In March 2017 tighter credit controls were placed on interest only loans on offer to investors.
This was simply following on from overall tighter credit controls on investors introduced by the banks in recent years, following on from Government regulatory changes. Access to credit has become more difficult for investors. These changes have finally made an impact on the asset values of Australian residential property. The major capital of Sydney has seen median property prices falling in the second half of 2017 & in Melbourne the price growth has slowed. Auction clearance rates in these two capitals are at multi year lows as reported by Cameron Kusher research analyst at ‘Corelogic’. Supply & demand conditions will continue to come more into balance as investors see less likelihood of capital growth in property in the short to medium term. That further places less pressure on residential property prices.

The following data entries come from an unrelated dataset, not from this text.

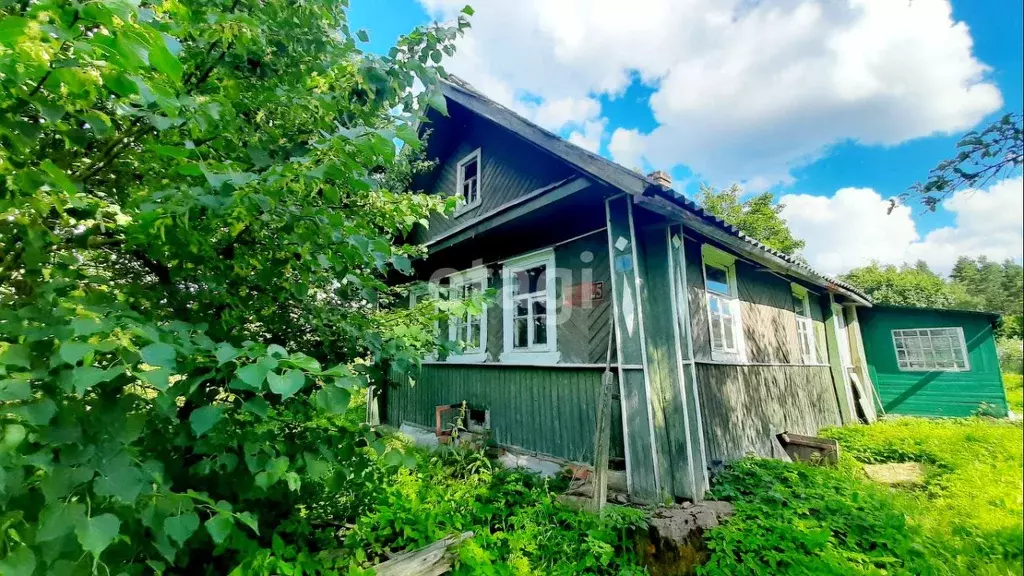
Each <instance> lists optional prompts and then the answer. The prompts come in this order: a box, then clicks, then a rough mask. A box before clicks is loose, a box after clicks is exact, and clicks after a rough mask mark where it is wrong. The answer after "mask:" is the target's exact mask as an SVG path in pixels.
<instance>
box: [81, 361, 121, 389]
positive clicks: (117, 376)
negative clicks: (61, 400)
mask: <svg viewBox="0 0 1024 576" xmlns="http://www.w3.org/2000/svg"><path fill="white" fill-rule="evenodd" d="M122 372H124V368H122V367H120V366H113V367H111V368H108V369H106V370H100V369H99V368H96V367H95V366H78V367H76V368H75V369H74V370H72V375H71V381H72V384H73V385H74V387H75V393H76V394H78V395H83V394H85V393H86V390H88V389H89V388H91V387H92V386H94V385H96V384H98V383H101V382H109V381H111V380H113V379H114V378H116V377H118V376H119V375H121V373H122Z"/></svg>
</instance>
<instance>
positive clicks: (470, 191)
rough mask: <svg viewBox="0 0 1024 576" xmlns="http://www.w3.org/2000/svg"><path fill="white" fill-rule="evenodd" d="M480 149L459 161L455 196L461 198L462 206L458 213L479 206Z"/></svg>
mask: <svg viewBox="0 0 1024 576" xmlns="http://www.w3.org/2000/svg"><path fill="white" fill-rule="evenodd" d="M480 164H481V163H480V149H476V150H474V151H473V152H471V153H469V155H468V156H466V157H465V158H463V159H462V160H460V161H459V164H458V166H457V172H458V190H457V191H456V194H458V195H460V196H462V200H463V204H462V206H460V207H459V210H460V211H464V210H469V209H470V208H475V207H476V206H479V205H480V181H481V179H482V178H481V175H482V174H481V170H480Z"/></svg>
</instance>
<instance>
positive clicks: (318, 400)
mask: <svg viewBox="0 0 1024 576" xmlns="http://www.w3.org/2000/svg"><path fill="white" fill-rule="evenodd" d="M349 400H350V395H349V394H348V390H346V389H344V388H339V387H336V386H327V387H324V388H321V389H319V390H317V392H316V406H318V407H319V408H322V409H323V410H326V411H327V412H330V413H331V414H342V413H344V412H345V410H347V409H348V402H349Z"/></svg>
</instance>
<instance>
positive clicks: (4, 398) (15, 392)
mask: <svg viewBox="0 0 1024 576" xmlns="http://www.w3.org/2000/svg"><path fill="white" fill-rule="evenodd" d="M30 398H32V386H31V385H29V380H23V379H19V378H8V379H6V380H0V402H16V401H19V400H29V399H30Z"/></svg>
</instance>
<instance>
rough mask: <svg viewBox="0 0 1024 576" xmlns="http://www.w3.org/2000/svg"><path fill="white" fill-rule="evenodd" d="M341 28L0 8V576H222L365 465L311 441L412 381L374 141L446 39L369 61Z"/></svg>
mask: <svg viewBox="0 0 1024 576" xmlns="http://www.w3.org/2000/svg"><path fill="white" fill-rule="evenodd" d="M346 5H347V2H335V1H333V0H309V1H304V2H294V1H291V0H220V1H218V0H166V1H163V0H160V1H155V2H147V3H143V4H139V3H138V2H132V1H127V0H115V1H111V2H71V1H66V0H65V1H62V0H40V1H32V2H3V3H0V110H2V111H3V114H2V116H0V143H2V147H0V241H2V245H3V247H4V250H3V252H2V253H0V502H2V509H3V510H4V511H3V512H2V516H0V519H2V521H3V527H4V531H3V533H2V534H0V563H2V564H0V565H2V566H3V567H4V570H3V572H4V573H5V574H7V573H13V574H17V573H20V574H32V573H33V572H35V573H47V574H72V573H80V572H89V571H90V570H92V571H104V570H103V565H106V566H108V567H109V570H108V572H110V571H113V570H114V569H115V568H117V569H118V570H121V571H122V573H131V574H135V573H142V572H144V571H154V570H155V571H158V572H160V571H163V570H164V569H166V568H167V567H170V566H173V567H175V568H174V571H201V570H202V571H209V572H212V573H226V572H228V571H230V570H231V569H232V568H234V567H237V566H239V565H240V563H242V564H244V563H245V562H246V561H245V559H246V558H249V557H250V556H251V553H252V551H253V550H254V549H259V548H261V547H264V546H266V545H267V542H268V532H267V530H268V527H270V528H272V527H274V526H275V525H276V524H278V523H280V522H281V521H282V519H283V518H285V517H286V516H287V515H290V513H292V512H293V510H294V508H295V507H296V501H297V500H296V498H297V497H298V494H299V493H300V491H301V490H302V487H303V486H304V485H308V483H312V482H329V483H336V484H337V483H345V482H349V481H351V479H353V478H356V477H357V476H358V475H359V474H360V469H361V467H364V466H365V462H364V459H362V458H361V457H360V454H364V453H365V450H364V447H370V448H373V449H375V450H376V451H378V452H383V451H384V450H385V448H384V446H383V445H382V444H381V443H380V441H379V440H378V438H377V436H376V435H375V434H374V433H373V431H372V430H370V429H369V428H366V427H352V426H349V425H345V424H344V423H343V422H340V421H335V420H332V419H331V418H330V416H331V415H332V414H338V413H342V412H344V410H345V409H346V407H347V406H348V402H349V399H350V397H351V396H352V395H354V394H357V393H358V392H359V390H360V389H364V387H365V386H366V385H367V384H369V383H380V380H381V379H382V375H383V374H384V372H385V371H386V370H389V369H392V368H393V369H396V370H403V369H407V368H409V367H410V366H412V365H414V364H416V363H417V362H418V357H419V353H418V351H417V348H416V347H415V346H411V345H409V344H408V343H407V342H406V340H404V338H403V337H402V333H401V332H402V331H401V330H400V328H401V327H400V326H393V325H389V326H385V325H382V324H381V323H379V322H376V316H375V315H374V314H371V313H372V312H373V311H375V310H376V302H377V299H378V294H379V293H380V292H381V291H382V290H383V289H384V288H385V284H384V279H385V277H386V275H388V274H402V273H409V272H411V261H412V259H413V258H415V257H416V256H417V255H418V254H419V251H418V248H416V247H413V246H408V245H404V244H402V243H401V242H400V240H399V239H400V238H401V237H402V235H403V234H404V233H408V232H409V231H410V230H411V229H412V227H414V225H415V224H417V223H422V222H425V221H426V217H427V216H428V215H429V214H430V213H431V212H433V211H437V210H443V209H445V208H446V207H445V206H443V205H442V203H441V202H440V201H439V200H437V199H435V198H431V197H427V196H423V195H414V194H407V193H404V191H403V190H401V187H402V186H403V184H402V181H401V180H402V178H401V177H398V176H400V175H401V174H402V173H403V168H402V167H401V164H402V159H401V158H400V157H398V155H397V154H396V148H395V143H394V142H395V141H396V140H401V141H403V142H404V143H406V146H407V147H409V148H416V147H418V146H419V141H418V139H417V135H416V130H415V123H416V121H417V118H418V114H419V111H422V110H423V109H424V107H425V106H426V105H428V104H429V105H431V106H434V107H435V108H440V109H443V98H441V97H439V91H438V90H437V85H438V84H437V83H438V78H439V77H440V76H441V75H442V74H443V72H442V71H441V70H440V69H439V68H438V67H437V64H438V63H440V60H441V58H442V55H443V54H451V53H453V50H454V48H453V41H454V40H455V39H456V37H457V36H458V35H459V34H460V33H461V31H462V30H463V29H464V28H465V27H466V26H468V23H467V22H466V20H465V18H464V17H460V19H459V22H458V23H457V24H455V25H453V26H449V27H430V28H423V29H418V30H416V31H414V32H412V33H411V34H410V35H409V36H407V37H403V38H402V39H400V40H399V41H398V43H397V45H396V46H395V47H394V48H393V49H392V50H391V51H390V52H389V54H388V55H386V56H373V55H370V54H367V53H364V52H362V51H361V50H360V49H359V47H358V41H366V33H365V32H362V31H358V32H355V33H353V32H352V31H350V30H349V28H348V24H347V20H346V12H345V6H346ZM467 13H469V11H468V9H467ZM417 81H419V82H420V83H422V85H423V87H424V89H423V90H422V91H420V92H419V93H417V92H415V91H414V90H413V87H414V83H415V82H417ZM395 111H403V112H395ZM396 175H397V176H396ZM314 424H315V427H313V426H314ZM390 460H391V461H396V462H400V461H401V457H400V454H399V455H398V456H397V457H396V458H390Z"/></svg>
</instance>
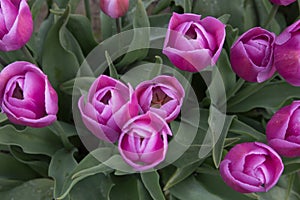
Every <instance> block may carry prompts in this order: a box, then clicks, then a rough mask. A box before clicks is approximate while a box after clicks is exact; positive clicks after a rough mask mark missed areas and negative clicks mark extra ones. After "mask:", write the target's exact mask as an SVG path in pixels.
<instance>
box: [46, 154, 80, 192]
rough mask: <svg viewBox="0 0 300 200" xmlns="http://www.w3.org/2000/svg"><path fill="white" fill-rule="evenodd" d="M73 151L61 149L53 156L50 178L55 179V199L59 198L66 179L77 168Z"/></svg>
mask: <svg viewBox="0 0 300 200" xmlns="http://www.w3.org/2000/svg"><path fill="white" fill-rule="evenodd" d="M74 152H75V150H73V151H67V150H65V149H61V150H59V151H57V152H56V153H55V154H54V155H53V156H52V160H51V162H50V165H49V176H51V177H52V178H53V179H54V197H55V198H57V197H59V194H60V193H61V192H62V190H63V185H64V182H65V179H66V178H67V177H68V176H69V175H70V172H71V171H72V170H73V169H74V168H75V167H76V166H77V162H76V161H75V159H74V157H73V154H74Z"/></svg>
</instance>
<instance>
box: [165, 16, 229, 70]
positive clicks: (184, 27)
mask: <svg viewBox="0 0 300 200" xmlns="http://www.w3.org/2000/svg"><path fill="white" fill-rule="evenodd" d="M225 34H226V33H225V25H224V24H223V23H222V22H221V21H219V20H218V19H216V18H214V17H206V18H204V19H201V15H196V14H190V13H185V14H177V13H173V15H172V17H171V20H170V22H169V27H168V31H167V35H166V39H165V42H164V47H163V53H164V54H165V55H166V56H167V57H168V58H169V59H170V61H171V62H172V63H173V64H174V65H175V66H176V67H178V68H179V69H181V70H185V71H190V72H197V71H201V70H202V69H204V68H205V67H207V66H212V65H214V64H216V62H217V60H218V58H219V56H220V53H221V50H222V47H223V44H224V40H225Z"/></svg>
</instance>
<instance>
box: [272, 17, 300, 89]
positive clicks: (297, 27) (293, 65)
mask: <svg viewBox="0 0 300 200" xmlns="http://www.w3.org/2000/svg"><path fill="white" fill-rule="evenodd" d="M299 44H300V20H298V21H297V22H295V23H294V24H292V25H290V26H289V27H287V28H286V29H285V30H284V31H283V32H282V33H281V34H280V35H279V36H278V37H277V39H276V42H275V50H274V64H275V67H276V69H277V71H278V73H279V74H280V75H281V76H282V77H283V78H284V79H285V80H286V81H287V82H288V83H290V84H291V85H294V86H300V45H299Z"/></svg>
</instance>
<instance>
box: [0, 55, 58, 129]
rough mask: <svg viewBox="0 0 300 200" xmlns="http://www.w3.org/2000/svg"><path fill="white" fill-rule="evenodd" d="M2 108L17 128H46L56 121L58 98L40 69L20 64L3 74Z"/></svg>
mask: <svg viewBox="0 0 300 200" xmlns="http://www.w3.org/2000/svg"><path fill="white" fill-rule="evenodd" d="M0 107H1V109H2V112H4V113H5V114H6V115H7V117H8V119H9V120H10V121H11V122H13V123H15V124H19V125H24V126H31V127H44V126H48V125H50V124H51V123H52V122H54V121H55V120H56V114H57V112H58V98H57V94H56V92H55V90H54V89H53V88H52V86H51V84H50V82H49V81H48V78H47V76H46V75H45V74H44V73H43V72H42V71H41V70H40V69H39V68H38V67H37V66H35V65H33V64H31V63H29V62H24V61H17V62H14V63H12V64H10V65H8V66H6V67H5V68H4V69H3V70H2V71H1V73H0Z"/></svg>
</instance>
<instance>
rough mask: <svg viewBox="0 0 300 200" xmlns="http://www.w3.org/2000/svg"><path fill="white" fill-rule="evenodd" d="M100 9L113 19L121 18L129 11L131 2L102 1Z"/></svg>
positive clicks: (126, 1)
mask: <svg viewBox="0 0 300 200" xmlns="http://www.w3.org/2000/svg"><path fill="white" fill-rule="evenodd" d="M100 8H101V10H102V11H103V12H104V13H105V14H107V15H108V16H110V17H111V18H119V17H122V16H124V15H125V14H126V12H127V11H128V8H129V0H100Z"/></svg>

Turning to interest rates, the Government is well aware of the level of high household debt in Australia & therefore they are likely to keep pressure on the banks to sustain strong credit controls & would not like to see rates fall further as this could reignite stronger credit growth. Notwithstanding that, the Government are also cognisant of the fact that interest rate rises could have a significant negative effect on household consumption & spending because of those high household debt levels. Given these two positions it is highly likely that we would see an environment of stable interest rates for the foreseeable future. I’ll qualify this of course by saying that this is only considering domestic factors & as an example, a rise in US interest rates could mean a subsequent forced rise in Australia.
A stable interest rate environment is not such a bad thing & can at least provide some certainty for both residential home loan & business borrowers alike.